H君がケガをした。
右手の中指を骨折し、走ったり、ジャンプしたりもできないらしい。
朝、ケガしたことをみんなに話した。
「H君に、何かできることはないかな?」
と、たずねた。
すると、
・ (字が書けないから)H君の言ったことを代わりに書いてあげる
・ 給食を配ってあげる
・ できる遊びを一緒にする
などが出された。
話し合って決めようということになったので、4限目に話し合った。
昨日のことである。
いろいろな意見が出た。
・ 近い人が手伝う
・ 宿題は、次の日の朝、いっしょにやる
・ 日直さんは、「おたすけマン」だし、みんなできるから日直さんが順番に手伝う
・ 計算は、速くできた子が手伝ってあげる
・ 順番を決めて手伝おう(班、名簿順、プロの順など)
・ 漢字は指で覚えられるから、指で書けばいい
・ H君が自分でできることは自分でする。できないことをしてあげる
・ そうじで、できないような仕事は代わってあげる
みんなで手伝おうということで、意見はまとまっている。
問題はその方法である。
「近い人が手伝うことにしましょうか?」
と、聞いてみると
「だめだ。」
と言う。
「なぜ?」
と聞くと、
「友だちなんだから、みんなでやりたい。」
ということであった。
話し合った結果、「プロの順で手伝う」「となりに余っている机といすをつけ、手伝う人が交代ですわる。」「そうじは、できないような仕事はかわってあげる。」ことでまとまった。
こんな時こそ大切なのは友であり、助け合いである。
人は決して一人で生きているわけではない。
今日、H君は元気よく登校した。
朝さっそくH君のことを話しに来てくれた子がいた。
”宿題を左手で書いてきた”ことと、”その字がとても上手だった”ことを話してくれた。
僕も見たが、一生懸命さが感じられ、ジーンとなった。
授業中もがんばって左手でノートを書いていた。
周りの人の対応も温かい。
支え合うことの大切さを実感させたい。
H君はおとなしいが、いつもニコニコとしていて、優しい子どもだったと記憶しています。

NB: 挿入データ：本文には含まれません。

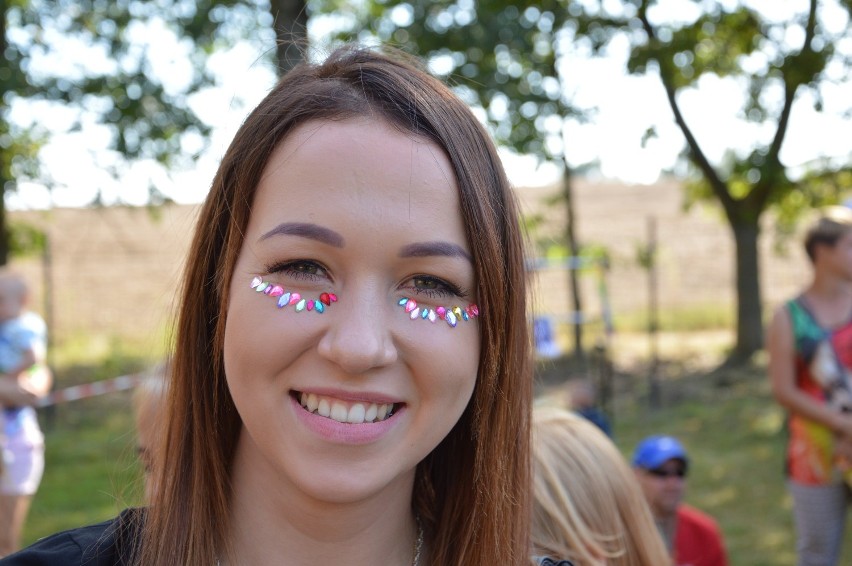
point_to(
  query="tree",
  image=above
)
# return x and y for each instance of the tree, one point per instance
(113, 83)
(506, 59)
(503, 58)
(780, 64)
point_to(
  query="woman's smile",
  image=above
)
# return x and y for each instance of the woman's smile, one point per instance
(373, 380)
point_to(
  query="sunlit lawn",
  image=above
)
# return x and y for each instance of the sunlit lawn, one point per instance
(735, 440)
(732, 433)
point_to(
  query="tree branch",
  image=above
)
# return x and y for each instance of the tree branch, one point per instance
(760, 194)
(717, 185)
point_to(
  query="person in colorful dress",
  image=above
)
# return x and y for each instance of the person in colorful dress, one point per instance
(809, 342)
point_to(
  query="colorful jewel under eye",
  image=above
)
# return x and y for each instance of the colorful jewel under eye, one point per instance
(292, 298)
(451, 315)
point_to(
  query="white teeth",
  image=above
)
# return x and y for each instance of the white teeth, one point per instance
(312, 403)
(339, 412)
(324, 409)
(358, 413)
(372, 411)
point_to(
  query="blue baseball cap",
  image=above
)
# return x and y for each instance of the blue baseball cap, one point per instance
(654, 451)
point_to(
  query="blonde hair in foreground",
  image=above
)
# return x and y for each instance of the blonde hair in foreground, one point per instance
(588, 506)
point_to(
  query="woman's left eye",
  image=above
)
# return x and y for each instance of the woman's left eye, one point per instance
(433, 287)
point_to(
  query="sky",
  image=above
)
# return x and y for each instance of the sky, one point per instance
(612, 139)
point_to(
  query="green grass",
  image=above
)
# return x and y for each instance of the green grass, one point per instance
(733, 434)
(735, 440)
(91, 471)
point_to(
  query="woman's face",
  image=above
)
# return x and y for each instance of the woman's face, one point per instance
(355, 210)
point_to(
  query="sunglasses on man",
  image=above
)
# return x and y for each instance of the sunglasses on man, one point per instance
(667, 473)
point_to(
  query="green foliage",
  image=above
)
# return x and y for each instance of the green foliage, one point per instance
(91, 470)
(114, 82)
(736, 444)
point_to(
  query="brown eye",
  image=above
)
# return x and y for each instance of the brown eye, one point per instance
(426, 283)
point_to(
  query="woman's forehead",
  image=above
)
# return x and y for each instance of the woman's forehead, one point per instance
(324, 170)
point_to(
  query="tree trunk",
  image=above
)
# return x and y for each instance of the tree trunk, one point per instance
(574, 265)
(4, 167)
(290, 21)
(749, 306)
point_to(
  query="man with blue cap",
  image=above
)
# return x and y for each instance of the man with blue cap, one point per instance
(693, 537)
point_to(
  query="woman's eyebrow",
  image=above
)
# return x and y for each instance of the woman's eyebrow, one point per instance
(422, 249)
(306, 230)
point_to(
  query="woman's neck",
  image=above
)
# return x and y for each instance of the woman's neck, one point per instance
(273, 522)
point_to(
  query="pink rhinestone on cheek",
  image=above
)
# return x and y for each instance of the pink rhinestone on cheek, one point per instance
(287, 298)
(452, 315)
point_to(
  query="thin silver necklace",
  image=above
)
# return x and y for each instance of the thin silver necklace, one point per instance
(418, 546)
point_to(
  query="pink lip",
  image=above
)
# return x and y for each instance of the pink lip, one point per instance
(344, 433)
(359, 397)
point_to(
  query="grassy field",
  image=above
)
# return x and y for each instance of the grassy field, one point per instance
(729, 423)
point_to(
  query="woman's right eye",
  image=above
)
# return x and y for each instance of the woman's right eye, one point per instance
(300, 269)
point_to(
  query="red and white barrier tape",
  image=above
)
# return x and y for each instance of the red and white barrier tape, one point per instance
(120, 383)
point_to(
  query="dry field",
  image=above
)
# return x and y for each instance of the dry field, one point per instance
(112, 273)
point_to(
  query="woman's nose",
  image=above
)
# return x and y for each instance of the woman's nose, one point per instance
(359, 338)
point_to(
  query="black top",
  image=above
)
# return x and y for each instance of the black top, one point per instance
(110, 543)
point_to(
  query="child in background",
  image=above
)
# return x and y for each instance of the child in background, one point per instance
(24, 378)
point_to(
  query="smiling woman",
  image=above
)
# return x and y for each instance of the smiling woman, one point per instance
(351, 375)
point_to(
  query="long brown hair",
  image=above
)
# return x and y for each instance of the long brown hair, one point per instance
(471, 492)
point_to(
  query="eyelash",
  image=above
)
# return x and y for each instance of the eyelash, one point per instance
(289, 268)
(443, 288)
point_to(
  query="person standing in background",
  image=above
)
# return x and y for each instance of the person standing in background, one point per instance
(587, 505)
(692, 537)
(809, 342)
(24, 378)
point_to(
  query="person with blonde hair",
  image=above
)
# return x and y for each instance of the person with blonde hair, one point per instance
(587, 504)
(24, 378)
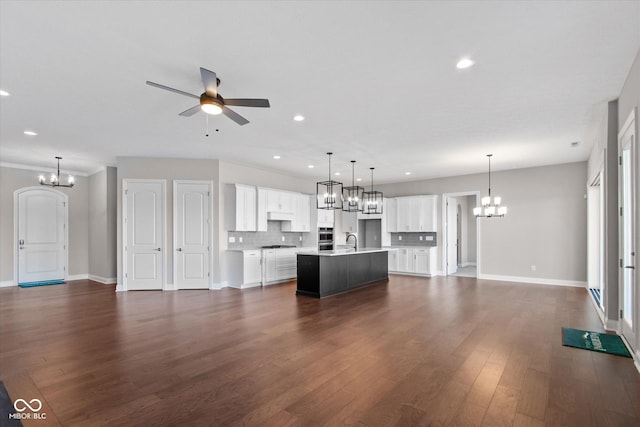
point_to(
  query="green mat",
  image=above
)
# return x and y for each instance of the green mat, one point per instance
(594, 341)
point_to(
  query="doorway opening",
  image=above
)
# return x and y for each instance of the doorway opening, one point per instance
(461, 253)
(595, 243)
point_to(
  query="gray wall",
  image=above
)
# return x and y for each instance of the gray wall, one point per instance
(12, 179)
(102, 225)
(546, 225)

そんなH君に、子どもたちは「何かしたい」「何ができるか」を考えます。
学級会を開いて話し合い、決めていくところが何だかほっこりしてしまいました。
担任である私が
「困っていることがあれば、できることをしていこうね。」
と言えば済むことです。
一人の友だちのことを思い、考える。
タイパが重視される今を思うと、「そこまでしなくても・・・。」となるのかもしれません。
でも私は、「話し合いたい」と言った子どもたちを誇りに思います。
友だちを、放っておけないのです。
こういった何気ない話し合いがとっても大切なんだろうな、ってしみじみ思います。